Par deux fois un jury populaire condamne Luc Fournié à une peine bien plus lourde que celles requises par le procureur général. En 2015, les jurés de la cour d’assises du Tarn le condamnent à 7 ans d’emprisonnement pour meurtre. La défense et le procureur avaient plaidé l’acquittement. Ils ont échoué à convaincre que Luc Fournié était dans son droit et qu’il n’avait voulu que défendre sa famille. La peur, le sentiment d’abandon malgré le signalement fait aux gendarmes, la volonté de protéger les siens seront opposés à la disproportion de la riposte, le guet-apens, la préméditation. Le 30 avril 2015, la cour d’appel de Toulouse remet en liberté le cafetier.

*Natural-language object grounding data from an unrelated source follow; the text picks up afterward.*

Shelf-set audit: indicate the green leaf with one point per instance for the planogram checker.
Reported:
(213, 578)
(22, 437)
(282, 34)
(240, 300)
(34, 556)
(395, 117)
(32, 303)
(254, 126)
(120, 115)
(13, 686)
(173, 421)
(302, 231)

En décembre 2016, rejugé par la cour d’assises de Haute-Garonne, Luc Fournié voit sa peine alourdie: 10 ans de prison. Une nouvelle fois, le jury populaire va au-delà des réquisitions du parquet. Arrivé libre, Luc Fournié quittera le tribunal pour rejoindre la prison. Il sera libéré, quelques semaines plus tard, jusqu’au rejet du pourvoi en cassation qui le conduira, ce coup-ci, derrière les barreaux. Il serait aujourd'hui allé vivre dans le Lot. À Lavaur, le café du pont Saint-Roch a été vendu.

«Un non à l’auto-défense» pour l'avocat de la famille de la victime

«La sortie de prison sous surveillance de Luc Fournié est un non-évènement. C’est une libération normale qui répond aux critères habituels», note Maître Simon Cohen, avocat de la famille de Jonathan. «L’essentiel est ailleurs. Ce qui va marquer dans cette affaire et qui restera gravé, c’est qu’à deux reprises, un jury populaire a dit non à l’auto-défense». Lors du procès en appel Me Simon Cohen avait terminé sa plaidoirie par un phrase de Camus : « Etre un homme, c’est s’empêcher».